Stories Under the Stars: Cygnus

I told two stories, a comedy and a tragedy, on March 9, 2017 in my site-specific installation Hemisphere at the Boulder Museum of Contemporary Art.  My intention was to weave together ancient myths about the constellations with the contemporary science exploring those same stars.  This is the tragedy.

by Megan Gafford

 

Cygnus, the swan constellation, represents the legendary musician Orpheus, son of Calliope, the muse of eloquence and epic poetry. He plays a lyre, represented by the constellation Lyra.  The Orpheus myth is about loneliness.
 
It is said that while Hermes invented the lyre, Orpheus perfected it. His music shook the Earth the way Louis Armstrong’s bellowing trumpet made New Orleans throb and tremble. His voice was so booming and bewitching that he could drown out the Siren’s song.
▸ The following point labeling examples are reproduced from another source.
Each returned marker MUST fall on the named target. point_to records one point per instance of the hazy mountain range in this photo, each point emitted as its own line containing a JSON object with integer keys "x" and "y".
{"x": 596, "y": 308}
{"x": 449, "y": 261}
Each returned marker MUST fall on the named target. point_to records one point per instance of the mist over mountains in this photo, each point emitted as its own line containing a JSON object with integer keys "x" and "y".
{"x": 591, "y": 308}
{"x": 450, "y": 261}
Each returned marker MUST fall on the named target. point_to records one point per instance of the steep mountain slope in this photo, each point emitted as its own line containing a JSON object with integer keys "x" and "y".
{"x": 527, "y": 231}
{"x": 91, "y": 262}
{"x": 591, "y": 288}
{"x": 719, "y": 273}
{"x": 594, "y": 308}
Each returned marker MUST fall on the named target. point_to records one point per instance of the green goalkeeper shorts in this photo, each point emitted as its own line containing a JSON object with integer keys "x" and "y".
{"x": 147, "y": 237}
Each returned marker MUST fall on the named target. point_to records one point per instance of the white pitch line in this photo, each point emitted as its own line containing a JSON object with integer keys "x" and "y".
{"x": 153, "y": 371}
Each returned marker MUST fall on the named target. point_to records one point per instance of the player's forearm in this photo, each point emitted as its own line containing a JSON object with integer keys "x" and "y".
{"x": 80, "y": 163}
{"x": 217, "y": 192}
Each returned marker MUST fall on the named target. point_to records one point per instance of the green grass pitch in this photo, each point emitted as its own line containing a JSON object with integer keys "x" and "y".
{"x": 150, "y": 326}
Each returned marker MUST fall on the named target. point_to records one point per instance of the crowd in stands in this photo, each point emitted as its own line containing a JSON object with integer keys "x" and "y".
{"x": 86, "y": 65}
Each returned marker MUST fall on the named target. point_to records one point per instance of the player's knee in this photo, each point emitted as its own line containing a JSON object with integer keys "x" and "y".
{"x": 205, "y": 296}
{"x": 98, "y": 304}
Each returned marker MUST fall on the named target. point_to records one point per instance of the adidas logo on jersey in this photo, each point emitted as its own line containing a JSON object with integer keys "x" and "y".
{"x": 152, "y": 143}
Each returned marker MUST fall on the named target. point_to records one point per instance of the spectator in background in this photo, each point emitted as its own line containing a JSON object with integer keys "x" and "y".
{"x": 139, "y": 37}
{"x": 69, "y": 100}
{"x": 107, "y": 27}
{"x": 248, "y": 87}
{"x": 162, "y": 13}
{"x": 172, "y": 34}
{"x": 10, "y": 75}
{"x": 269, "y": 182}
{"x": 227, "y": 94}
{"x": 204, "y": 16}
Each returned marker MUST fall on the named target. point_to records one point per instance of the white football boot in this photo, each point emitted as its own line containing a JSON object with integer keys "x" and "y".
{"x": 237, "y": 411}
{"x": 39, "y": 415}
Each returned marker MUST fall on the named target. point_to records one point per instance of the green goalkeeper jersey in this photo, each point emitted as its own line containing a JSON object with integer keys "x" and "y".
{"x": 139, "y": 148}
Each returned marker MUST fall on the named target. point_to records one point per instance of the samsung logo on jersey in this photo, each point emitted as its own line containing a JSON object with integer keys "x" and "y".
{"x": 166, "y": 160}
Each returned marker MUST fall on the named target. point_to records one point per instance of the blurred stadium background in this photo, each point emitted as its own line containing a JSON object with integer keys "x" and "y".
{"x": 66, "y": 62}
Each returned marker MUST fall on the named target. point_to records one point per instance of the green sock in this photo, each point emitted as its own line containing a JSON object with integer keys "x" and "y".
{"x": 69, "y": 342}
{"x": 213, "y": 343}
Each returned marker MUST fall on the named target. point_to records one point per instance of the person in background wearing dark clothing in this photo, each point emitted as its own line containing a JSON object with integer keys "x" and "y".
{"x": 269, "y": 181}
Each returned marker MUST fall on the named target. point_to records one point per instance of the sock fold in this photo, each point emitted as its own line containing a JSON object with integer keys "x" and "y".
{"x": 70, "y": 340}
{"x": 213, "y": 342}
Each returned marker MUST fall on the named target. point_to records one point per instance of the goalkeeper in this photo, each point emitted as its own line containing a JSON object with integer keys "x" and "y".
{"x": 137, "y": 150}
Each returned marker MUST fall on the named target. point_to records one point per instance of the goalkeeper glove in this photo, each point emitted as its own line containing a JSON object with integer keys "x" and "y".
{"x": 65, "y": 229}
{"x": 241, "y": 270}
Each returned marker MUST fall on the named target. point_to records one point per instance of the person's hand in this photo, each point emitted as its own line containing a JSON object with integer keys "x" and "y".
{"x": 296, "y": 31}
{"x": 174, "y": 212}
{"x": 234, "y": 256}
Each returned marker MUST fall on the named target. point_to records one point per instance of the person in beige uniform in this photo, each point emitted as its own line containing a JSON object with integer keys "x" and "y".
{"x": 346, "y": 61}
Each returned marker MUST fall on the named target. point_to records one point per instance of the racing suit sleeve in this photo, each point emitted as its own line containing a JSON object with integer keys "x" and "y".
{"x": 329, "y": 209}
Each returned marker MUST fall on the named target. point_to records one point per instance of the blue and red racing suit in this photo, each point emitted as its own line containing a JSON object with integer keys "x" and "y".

No wonder the ancient Greeks venerated him as the greatest of all poets and musicians.
 
Orpheus fell in love with a tree nymph named Eurydice, but a viper bit her ankle as she danced on their wedding day.  In mere minutes the venom made Orpheus a widow, and in that moment the sound of his lyre stretched into a wail. His wedding guests could not help but howl along with a broken feeling. Without pausing his song, Orpheus walked away and traveled to the Underworld. When he arrived, the three-headed guard dog Cerberus, who prevents the dead from rejoining the living, whimpered at the first note.
 
He stepped pass Cerberus, who pined and yelped like a dog chained outside a corner store. Hades was already sobbing as Orpheus approached the cold throne. His wife Persephone sat slumped beside him, and her silent tears smelled faintly of moist soil and pomegranate seeds. Then, suddenly, Orpheus fell silent.  It was the silence of a body that has stopped breathing and beating.
 
Hades’ heart was stirred, so he permitted Eurydice to follow Orpheus back to the land of the living. But if he looked back at her before they both emerged into the sunlight, she would be pulled away into the Underworld with no chance of resurrection. Orpheus played no music during the ascent, straining his ears for the sound of his wife’s footsteps behind him; they were so quiet he could not be sure she was really there. The moment the sunlight struck his skin he spun around to embrace her, but he only got a glimpse of her gray face before she fell back. He had turned around too soon; the sunlight had not touched her yet.
 
Orpheus spent the rest of his life wandering the Earth, singing the blues. When he died, and arrived in Hades a second time, the god of the Underworld remembered his song and said, “I tremble to take you.” Upon realizing that he would not see Eurydice even after death, his perfect voice cracked. His cries reached Apollo, the god of music and poetry, who took pity on him, and turned his soul into a swan and placed him in the sky beside his lyre. This is how Orpheus became the constellation Cygnus.
 
Maybe it was the musician’s forlorn warble that transfixed humanity’s gaze. Something about the loneliness in his voice is familiar to us, adrift in the inky universe on a pale blue dot, looking up at the stars and wondering if anyone else is out there.  We might be alone in the void, as solitary as Orpheus wandering in listless mourning.
 
The contemporary story about Cygnus is still about loneliness.  Like Orpheus, astronomers have traveled into the dark in search of life.  They built the Kepler telescope to look closely at Cygnus and Lyra, to search for other planets like our Earth. Since life could evolve here, then it might have evolved on another planet just like this one. If humanity finds companions in the cosmos, they will probably be in these constellations.
 
A couple years ago, astronomers found the first Earth-sized planet in Cygnus. The red dwarf star warming that world is so dim that high noon is like twilight; there may be chilly oceans on its surface. There are also water worlds far larger than Earth, each covered by a singular, titanic ocean. Life might have evolved under these alien waves just as it came to be within our own history. But of the thousands of planets observed with the Kepler telescope, only 21 might harbor life.
 
Soon, either this year or the next, the Kepler spacecraft will cease functioning. It has grown old since its launch in 2009. Part of its machinery failed four years ago, spurring NASA to declare a state of emergency. Astronomers brought Kepler back from the dead, but the telescope was crippled. Like Eurydice, Kepler will fall back into the darkness, unable to gaze at Cygnus any longer.